CARENZE CONTRIBUTIVE E DIRITTO ALLA PENSIONE:
LA CORTE SUPREMA FA SCRICCHIOLARE IL SISTEMA

Riflessioni a caldo sulla sentenza n. 15643/2018

L’iscritto ad una Cassa di previdenza, finora, si dice abbia pagato e paghi per finanziare tre trattamenti pensionistici: il proprio e quello retributivo degli attuali pensionati, attraverso la propria contribuzione rispettivamente soggettiva e integrativa; quello degli iscritti ai fondi Inps, attraverso l’Irpef.

In realtà, senza che codesto iscritto se ne sia accorto, da tempo è iniziato a suo carico un subdolo accantonamento che inciderà sulla sua pensione; almeno, è già cominciata la maturazione di un quarto diritto da finanziare – di natura previdenziale o assistenziale lo capiremo poi – che molto probabilmente si affermerà nel giro di pochissimi anni e sarà capace di depotenziare il montante individuale, dal quale verrà attinto per assicurare un dignitoso trattamento a chi non sarà stato in grado di alimentare il proprio durante la carriera.

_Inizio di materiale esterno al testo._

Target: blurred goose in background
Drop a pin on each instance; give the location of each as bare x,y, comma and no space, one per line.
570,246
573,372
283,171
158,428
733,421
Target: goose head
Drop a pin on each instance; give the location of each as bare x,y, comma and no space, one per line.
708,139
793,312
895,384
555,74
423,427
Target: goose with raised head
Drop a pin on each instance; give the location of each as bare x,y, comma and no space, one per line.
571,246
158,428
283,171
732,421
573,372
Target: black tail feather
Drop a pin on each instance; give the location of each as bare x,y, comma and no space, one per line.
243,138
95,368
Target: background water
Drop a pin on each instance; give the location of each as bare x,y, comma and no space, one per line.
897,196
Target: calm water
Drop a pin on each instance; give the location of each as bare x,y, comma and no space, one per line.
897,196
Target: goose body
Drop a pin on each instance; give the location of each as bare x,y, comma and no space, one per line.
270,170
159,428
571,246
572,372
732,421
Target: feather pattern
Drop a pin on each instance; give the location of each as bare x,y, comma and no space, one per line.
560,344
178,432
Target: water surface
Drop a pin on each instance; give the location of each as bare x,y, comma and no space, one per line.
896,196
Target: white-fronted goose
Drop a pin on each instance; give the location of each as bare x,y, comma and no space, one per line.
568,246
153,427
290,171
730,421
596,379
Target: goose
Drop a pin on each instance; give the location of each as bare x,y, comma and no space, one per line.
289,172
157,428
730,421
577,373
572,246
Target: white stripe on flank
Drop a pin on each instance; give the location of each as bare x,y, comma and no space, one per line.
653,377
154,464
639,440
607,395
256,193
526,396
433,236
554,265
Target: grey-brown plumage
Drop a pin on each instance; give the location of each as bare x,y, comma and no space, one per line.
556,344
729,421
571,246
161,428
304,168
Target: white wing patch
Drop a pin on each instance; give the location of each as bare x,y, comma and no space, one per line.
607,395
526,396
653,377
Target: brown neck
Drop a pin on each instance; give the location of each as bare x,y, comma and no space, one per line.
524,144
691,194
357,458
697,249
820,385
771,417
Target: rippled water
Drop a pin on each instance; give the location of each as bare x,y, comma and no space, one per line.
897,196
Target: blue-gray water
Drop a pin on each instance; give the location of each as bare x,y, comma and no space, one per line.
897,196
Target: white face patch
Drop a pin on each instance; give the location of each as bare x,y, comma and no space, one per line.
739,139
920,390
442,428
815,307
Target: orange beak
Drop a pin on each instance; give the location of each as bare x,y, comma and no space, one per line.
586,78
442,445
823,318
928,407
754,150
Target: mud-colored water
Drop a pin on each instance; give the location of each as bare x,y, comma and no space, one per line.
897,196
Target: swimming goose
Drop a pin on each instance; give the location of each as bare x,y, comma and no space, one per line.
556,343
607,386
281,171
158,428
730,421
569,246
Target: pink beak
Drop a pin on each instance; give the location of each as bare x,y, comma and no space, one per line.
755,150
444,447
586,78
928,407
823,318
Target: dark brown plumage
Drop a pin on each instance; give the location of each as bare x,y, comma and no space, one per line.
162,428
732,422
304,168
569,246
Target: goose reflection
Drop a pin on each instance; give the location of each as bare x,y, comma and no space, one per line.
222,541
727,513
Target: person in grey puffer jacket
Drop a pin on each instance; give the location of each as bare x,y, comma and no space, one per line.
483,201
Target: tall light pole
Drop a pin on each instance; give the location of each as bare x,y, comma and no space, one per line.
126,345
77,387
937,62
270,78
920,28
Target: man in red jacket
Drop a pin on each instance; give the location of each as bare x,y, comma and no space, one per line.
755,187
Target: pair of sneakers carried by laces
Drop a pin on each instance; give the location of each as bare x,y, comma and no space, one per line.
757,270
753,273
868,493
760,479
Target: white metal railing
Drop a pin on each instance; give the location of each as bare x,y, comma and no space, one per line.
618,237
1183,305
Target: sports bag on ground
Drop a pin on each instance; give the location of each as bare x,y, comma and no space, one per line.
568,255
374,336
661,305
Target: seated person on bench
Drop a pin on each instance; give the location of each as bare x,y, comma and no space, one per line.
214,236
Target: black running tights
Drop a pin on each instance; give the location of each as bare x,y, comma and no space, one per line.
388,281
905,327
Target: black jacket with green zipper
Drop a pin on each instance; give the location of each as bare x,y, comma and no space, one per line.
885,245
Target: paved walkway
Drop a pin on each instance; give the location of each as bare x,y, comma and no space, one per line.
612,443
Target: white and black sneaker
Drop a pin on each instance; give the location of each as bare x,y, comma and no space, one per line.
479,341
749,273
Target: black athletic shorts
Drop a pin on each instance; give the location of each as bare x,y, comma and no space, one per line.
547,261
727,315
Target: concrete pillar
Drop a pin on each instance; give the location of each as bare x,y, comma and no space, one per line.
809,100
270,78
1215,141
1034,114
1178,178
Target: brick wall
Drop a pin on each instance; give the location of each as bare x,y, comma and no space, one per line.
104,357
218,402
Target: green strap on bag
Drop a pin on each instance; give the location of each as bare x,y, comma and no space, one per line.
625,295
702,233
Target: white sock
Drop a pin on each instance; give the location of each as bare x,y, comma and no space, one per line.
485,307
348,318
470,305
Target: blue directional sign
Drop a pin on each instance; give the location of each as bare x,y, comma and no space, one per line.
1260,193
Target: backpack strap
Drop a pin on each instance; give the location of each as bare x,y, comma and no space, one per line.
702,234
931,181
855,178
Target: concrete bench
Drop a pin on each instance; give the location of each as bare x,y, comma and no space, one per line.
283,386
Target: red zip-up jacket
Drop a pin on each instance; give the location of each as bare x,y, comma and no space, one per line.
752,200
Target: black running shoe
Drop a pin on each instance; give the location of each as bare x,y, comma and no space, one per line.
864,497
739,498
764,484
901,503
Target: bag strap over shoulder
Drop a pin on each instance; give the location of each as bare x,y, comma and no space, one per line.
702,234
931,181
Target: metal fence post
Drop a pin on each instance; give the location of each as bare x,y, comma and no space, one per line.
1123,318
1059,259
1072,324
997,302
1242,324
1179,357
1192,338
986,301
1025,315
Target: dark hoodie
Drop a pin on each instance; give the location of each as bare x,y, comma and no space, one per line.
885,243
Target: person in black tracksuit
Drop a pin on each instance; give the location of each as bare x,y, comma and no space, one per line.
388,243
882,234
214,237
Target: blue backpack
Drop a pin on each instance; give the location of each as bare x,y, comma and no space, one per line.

Narra l’art. 38 della Costituzione: “Ogni cittadino (..) sprovvisto dei mezzi necessari per vivere ha diritto al mantenimento (..). I lavoratori hanno diritto che sian preveduti e assicurati mezzi adeguati alle loro esigenze di vita in caso di (..) vecchiaia, (..). Ai compiti previsti in questo articolo provvedono organi e istituti predisposti o integrati dallo Stato.

Traduco: qualunque ente pensionistico deve garantire la pensione (o strumento analogo) a chi non avrà potuto adeguatamente costruirsela.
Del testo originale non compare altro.